The way that you 'do' it
My friend Webster and his wife, both of them teachers, had a pre-nuptial agreement with just a single clause. Neither spouse would take the other to a staff "do". It worked: they have been peacefully married for more than 25 years.
When I was a naive young teacher in my first year I witnessed a marriage break-up at a staff party. I was quite shocked, but nobody seemed that much bothered. The buxom classroom assistant was voracious and the other women were just relieved that she hadn't bothered with their man.
"You've certainly no need to worry," one of them whispered to my wife.
The staff "do" is fraught with difficulty and no little peril. Where to go for the meal can start fierce arguments. Sensible headteachers have the staff party as the first item to be discussed at the first staff meeting of a new term. Nobody feels like arguing on the first day of term. Teachers, by the very nature of the job, talk shop and talking shop is a monster turn-off to a spouse or partner who is not involved in the profession. Teachers have so few opportunities to strike up a conversation with a colleague, break time is just a few minutes once you have fought your way up to the staffroom and lunchtime is hardly ever a relaxing session. Conversations are at once intense and fleeting.

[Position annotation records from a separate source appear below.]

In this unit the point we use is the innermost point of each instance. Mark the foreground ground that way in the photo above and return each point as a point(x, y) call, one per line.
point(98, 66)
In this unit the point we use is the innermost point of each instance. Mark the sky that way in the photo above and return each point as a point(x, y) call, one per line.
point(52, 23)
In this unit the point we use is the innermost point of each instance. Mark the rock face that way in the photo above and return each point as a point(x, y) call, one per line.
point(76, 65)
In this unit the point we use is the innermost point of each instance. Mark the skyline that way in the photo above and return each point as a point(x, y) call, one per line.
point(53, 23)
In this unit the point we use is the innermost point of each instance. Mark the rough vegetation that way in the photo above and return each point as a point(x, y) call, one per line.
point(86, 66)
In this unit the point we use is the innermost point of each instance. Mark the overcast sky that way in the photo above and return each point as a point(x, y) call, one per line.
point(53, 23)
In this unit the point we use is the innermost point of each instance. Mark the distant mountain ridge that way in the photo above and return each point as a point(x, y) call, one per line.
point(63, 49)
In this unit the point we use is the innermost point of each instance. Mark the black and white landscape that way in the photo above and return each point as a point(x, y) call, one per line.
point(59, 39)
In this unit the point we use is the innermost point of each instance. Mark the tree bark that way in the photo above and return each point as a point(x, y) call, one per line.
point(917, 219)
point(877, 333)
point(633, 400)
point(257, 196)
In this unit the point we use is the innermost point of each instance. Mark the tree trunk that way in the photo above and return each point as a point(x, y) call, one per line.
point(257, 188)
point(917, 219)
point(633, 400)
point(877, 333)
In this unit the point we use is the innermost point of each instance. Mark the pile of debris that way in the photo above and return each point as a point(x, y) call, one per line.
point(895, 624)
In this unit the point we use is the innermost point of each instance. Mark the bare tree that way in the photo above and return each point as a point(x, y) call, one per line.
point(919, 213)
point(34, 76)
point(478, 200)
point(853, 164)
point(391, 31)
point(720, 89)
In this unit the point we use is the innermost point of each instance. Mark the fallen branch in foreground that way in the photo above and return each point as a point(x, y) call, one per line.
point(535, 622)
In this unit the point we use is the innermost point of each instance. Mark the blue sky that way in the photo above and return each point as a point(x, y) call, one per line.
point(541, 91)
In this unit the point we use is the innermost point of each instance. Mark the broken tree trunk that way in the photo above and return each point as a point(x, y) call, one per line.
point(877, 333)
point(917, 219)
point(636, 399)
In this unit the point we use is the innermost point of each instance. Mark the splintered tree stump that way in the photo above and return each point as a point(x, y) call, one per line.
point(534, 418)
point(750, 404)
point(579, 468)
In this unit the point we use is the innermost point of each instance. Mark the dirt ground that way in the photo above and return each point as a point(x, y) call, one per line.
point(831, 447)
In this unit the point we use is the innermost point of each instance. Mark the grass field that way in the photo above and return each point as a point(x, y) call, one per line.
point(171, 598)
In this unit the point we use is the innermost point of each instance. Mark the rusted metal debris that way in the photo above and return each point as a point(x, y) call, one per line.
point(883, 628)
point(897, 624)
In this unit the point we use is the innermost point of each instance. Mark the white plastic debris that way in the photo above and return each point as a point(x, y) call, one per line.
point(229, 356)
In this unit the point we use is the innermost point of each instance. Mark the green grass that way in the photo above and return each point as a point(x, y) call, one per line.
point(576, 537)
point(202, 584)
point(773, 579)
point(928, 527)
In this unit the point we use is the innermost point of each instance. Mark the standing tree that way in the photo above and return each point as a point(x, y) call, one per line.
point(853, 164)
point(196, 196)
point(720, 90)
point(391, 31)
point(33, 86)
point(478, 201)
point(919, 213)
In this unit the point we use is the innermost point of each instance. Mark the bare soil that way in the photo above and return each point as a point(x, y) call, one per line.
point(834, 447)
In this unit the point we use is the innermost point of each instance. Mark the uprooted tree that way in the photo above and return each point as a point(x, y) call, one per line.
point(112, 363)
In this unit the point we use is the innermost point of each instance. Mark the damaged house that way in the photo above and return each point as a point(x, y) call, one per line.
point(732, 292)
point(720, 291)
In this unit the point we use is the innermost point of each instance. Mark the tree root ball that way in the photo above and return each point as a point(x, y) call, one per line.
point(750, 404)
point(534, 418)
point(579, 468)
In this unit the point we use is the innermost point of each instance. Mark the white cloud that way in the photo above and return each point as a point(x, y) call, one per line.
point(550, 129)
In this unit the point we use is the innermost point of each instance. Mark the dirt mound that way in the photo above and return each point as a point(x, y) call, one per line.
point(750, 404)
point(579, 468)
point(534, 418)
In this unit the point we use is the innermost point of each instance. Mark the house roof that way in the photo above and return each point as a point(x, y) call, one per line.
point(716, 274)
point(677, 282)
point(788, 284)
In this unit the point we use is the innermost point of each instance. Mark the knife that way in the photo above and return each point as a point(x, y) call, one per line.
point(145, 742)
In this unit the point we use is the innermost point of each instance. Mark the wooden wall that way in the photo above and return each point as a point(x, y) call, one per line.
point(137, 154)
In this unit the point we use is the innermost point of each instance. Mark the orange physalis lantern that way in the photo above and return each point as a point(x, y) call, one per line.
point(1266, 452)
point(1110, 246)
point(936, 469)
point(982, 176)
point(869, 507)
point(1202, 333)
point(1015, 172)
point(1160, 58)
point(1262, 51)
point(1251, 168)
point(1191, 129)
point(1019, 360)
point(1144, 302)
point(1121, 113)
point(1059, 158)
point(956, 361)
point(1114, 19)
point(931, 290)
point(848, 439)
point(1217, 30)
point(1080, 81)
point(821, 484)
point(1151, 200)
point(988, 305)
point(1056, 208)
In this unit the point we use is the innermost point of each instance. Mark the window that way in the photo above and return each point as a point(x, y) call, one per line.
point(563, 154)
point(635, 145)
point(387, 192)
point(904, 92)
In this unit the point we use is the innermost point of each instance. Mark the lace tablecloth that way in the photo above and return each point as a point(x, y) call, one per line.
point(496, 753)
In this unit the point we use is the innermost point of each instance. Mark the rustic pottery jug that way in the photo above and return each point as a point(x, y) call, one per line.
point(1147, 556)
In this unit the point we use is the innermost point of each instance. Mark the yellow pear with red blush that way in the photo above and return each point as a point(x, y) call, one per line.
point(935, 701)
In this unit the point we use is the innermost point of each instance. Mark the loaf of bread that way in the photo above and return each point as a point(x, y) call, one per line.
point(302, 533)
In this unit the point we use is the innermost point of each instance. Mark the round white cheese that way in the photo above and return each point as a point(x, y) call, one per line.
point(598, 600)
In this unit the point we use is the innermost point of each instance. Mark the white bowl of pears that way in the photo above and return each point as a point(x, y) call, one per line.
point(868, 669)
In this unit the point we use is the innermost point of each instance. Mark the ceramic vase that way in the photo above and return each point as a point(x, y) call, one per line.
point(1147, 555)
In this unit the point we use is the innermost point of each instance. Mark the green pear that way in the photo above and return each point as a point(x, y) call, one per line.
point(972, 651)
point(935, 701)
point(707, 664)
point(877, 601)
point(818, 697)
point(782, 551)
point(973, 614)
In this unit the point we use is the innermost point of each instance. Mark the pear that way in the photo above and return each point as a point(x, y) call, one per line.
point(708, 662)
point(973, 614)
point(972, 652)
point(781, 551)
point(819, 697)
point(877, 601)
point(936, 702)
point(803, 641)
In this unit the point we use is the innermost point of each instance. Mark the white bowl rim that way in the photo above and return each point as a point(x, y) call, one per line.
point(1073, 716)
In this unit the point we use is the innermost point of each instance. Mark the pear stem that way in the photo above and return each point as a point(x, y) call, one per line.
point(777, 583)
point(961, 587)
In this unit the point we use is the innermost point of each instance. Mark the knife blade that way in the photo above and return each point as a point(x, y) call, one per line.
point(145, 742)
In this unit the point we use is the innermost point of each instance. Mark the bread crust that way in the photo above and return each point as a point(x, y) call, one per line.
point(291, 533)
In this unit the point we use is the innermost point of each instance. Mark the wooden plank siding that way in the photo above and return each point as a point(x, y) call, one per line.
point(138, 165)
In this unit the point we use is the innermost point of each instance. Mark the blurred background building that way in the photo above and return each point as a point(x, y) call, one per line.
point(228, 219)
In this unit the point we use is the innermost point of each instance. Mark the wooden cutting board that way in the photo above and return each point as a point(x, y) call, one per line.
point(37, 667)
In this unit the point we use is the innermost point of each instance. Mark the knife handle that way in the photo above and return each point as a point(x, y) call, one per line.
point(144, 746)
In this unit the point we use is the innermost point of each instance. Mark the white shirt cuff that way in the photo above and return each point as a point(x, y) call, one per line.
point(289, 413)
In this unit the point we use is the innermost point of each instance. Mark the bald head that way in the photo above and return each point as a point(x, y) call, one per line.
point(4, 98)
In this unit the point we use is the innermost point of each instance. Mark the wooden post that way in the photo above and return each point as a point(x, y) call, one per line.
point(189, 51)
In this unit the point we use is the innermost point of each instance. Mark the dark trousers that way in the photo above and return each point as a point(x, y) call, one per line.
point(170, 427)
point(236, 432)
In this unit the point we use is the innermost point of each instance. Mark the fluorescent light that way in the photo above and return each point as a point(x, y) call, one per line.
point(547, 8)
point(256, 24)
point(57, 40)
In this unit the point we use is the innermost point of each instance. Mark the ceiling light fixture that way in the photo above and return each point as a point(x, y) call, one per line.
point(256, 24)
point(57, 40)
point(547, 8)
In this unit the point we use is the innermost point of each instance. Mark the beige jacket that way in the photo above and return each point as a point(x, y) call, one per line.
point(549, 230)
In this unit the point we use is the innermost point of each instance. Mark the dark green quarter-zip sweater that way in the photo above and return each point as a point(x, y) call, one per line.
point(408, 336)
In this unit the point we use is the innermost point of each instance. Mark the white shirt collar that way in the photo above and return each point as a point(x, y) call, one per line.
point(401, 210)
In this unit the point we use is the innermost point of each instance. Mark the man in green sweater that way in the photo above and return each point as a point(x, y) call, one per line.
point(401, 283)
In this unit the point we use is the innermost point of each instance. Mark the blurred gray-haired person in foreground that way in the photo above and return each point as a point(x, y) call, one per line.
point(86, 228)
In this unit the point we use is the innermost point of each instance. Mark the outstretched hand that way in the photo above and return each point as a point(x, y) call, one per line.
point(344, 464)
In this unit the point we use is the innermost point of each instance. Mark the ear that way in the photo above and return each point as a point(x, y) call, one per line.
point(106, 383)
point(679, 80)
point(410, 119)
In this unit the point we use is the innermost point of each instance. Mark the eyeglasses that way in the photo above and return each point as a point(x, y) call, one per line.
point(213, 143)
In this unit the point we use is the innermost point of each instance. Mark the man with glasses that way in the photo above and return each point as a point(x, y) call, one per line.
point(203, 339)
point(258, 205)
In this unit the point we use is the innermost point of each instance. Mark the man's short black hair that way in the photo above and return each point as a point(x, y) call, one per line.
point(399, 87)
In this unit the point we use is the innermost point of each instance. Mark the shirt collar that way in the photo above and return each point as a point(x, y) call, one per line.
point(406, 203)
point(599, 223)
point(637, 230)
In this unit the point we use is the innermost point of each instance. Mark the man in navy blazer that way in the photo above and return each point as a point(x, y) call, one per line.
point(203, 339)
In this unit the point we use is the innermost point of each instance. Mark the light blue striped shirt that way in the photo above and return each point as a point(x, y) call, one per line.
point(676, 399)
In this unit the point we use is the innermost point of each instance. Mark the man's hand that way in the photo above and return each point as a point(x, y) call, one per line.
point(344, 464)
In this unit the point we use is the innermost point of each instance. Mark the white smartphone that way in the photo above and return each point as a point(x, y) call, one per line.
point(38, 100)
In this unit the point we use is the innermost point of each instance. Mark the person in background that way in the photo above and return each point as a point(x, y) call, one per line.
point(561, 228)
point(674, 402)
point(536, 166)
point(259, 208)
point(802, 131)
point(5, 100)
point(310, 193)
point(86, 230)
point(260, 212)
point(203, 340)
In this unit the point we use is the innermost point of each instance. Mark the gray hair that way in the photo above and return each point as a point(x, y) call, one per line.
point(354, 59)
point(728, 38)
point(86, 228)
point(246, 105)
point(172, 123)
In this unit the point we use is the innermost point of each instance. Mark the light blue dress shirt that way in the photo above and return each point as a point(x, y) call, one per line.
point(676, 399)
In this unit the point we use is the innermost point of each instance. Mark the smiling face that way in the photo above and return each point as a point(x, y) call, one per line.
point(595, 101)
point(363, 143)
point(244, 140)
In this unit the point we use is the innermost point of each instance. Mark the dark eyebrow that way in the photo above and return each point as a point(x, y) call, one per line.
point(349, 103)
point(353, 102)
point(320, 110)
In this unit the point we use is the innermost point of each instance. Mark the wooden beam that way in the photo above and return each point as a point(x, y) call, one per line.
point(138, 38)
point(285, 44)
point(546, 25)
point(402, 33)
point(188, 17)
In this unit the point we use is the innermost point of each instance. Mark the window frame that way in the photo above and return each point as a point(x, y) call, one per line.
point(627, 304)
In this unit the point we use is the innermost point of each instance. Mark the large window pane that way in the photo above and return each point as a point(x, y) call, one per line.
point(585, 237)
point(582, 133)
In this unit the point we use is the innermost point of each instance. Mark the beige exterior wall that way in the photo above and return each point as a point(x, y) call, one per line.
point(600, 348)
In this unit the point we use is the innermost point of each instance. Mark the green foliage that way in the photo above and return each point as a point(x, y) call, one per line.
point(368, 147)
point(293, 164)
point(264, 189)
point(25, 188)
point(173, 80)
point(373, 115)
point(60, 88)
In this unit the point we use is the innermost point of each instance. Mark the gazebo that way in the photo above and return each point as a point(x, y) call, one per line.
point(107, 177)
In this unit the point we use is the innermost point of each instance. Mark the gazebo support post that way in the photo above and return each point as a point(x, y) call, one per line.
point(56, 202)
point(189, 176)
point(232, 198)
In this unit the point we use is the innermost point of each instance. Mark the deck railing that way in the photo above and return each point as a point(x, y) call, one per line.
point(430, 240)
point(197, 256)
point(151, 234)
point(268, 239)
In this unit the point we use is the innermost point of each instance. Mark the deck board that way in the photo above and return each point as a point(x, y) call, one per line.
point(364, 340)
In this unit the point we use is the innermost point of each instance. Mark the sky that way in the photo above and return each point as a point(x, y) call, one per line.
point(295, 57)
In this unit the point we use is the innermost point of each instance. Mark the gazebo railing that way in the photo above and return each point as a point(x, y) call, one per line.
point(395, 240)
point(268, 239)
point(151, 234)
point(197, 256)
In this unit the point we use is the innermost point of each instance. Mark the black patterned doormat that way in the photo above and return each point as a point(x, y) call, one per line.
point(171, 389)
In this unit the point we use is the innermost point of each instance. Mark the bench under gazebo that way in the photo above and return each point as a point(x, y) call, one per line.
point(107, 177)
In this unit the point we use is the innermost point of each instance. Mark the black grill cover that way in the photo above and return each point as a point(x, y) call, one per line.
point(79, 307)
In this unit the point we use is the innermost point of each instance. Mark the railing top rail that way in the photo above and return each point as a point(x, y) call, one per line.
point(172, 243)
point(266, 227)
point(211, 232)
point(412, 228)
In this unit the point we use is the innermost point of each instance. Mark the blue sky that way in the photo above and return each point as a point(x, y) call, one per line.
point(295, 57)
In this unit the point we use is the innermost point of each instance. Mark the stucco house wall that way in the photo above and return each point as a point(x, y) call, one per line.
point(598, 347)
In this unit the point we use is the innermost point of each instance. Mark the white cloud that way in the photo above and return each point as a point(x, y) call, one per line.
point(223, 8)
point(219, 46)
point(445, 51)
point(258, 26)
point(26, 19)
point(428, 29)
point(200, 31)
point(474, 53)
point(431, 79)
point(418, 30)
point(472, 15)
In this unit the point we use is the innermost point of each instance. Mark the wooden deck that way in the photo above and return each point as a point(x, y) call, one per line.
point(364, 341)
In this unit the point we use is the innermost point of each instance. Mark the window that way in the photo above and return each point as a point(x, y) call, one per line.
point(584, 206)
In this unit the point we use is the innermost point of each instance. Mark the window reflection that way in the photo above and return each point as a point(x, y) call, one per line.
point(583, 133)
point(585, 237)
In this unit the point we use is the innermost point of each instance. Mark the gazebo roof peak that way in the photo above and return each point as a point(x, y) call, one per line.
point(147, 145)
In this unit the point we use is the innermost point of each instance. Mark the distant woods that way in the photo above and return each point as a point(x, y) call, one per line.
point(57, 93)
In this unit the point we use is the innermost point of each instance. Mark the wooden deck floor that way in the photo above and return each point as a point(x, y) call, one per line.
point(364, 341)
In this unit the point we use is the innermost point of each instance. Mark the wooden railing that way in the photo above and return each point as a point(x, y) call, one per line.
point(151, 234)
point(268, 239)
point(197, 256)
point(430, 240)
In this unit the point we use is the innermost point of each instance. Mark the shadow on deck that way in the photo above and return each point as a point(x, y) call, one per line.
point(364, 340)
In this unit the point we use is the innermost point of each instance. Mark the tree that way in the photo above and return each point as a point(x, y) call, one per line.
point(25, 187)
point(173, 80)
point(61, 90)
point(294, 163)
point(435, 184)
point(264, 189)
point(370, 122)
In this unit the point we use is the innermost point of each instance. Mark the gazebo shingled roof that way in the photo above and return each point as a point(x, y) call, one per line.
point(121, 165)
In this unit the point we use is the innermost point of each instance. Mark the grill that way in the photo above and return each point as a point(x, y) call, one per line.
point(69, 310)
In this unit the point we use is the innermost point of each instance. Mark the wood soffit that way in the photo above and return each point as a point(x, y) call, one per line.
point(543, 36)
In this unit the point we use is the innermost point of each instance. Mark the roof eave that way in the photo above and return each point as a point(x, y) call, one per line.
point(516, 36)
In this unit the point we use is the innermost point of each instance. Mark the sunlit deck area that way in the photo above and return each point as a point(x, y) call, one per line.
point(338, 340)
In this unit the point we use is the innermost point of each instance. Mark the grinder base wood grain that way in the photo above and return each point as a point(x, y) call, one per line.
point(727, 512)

The staff party is a good excuse for a chat, catching up with the school gossip and actually getting to know people who work at the other end of the building. If the term has been particularly arduous then tiredness can soon take its toll.
I went along to my wife's staff Christmas party, some time ago, and by half past ten all 25 teachers had sunk into a zombie state. They were asleep by eleven, slumped across the tables like characters in a fairy tale, and I just played cards with a man from the building society until the restaurant manager insisted on waking everybody up. We hadn't bothered to wake them because they looked so peaceful.
If Janet had been there she would have kept them awake, Janet was a Scot who loved to get everyone on their feet dancing - the Gay Gordons. If a disc jockey asked for requests someone, usually Janet, would pipe up "The Gay Gordons!". The disc jockey would usually stammer that he hadn't got it, but that didn't matter.
"Janet has!" they would all chorus, with frightening enthusiasm.
Janet was the school's deputy head and she dispensed favours and patronage like the Virgin Queen. One chap didn't ever bother dancing and he was always losing his free periods when colleagues were absent . . .
Cliques form in staffrooms, as they do in any other workplace. They are sharply focused in schools because of the pressure of time. Gossip gets more extreme, discord is emphasised and quarrels take that much longer to be resolved. They can make staff parties a touch difficult. At one school where I taught the head had her own end-of-term staff party and the deputy head had his, often on the same night. If you were invited to both it was best, as I did, to cultivate a mysterious private life, ripe with possibilities for prior engagements. One Christmas I really was being interviewed live on local radio, but nobody at the school would believe me. You have to go, it is expected, but don't go to every single one, and don't take your partner to every single one. Can you occasionally go with a friend on the staff? Two partners will be relieved if you do!
Try cultivating conversation away from school topics. Your efforts will obviously be appreciated by non-teachers but perhaps more importantly by teacher colleagues who appreciate someone with a refreshing outlook. Having a life outside teaching makes you a more interesting person.
The trick is to ensure that your presence is noticed and your presence is enjoyed. Oh and do learn the Gay Gordons, you never know when it might come in handy.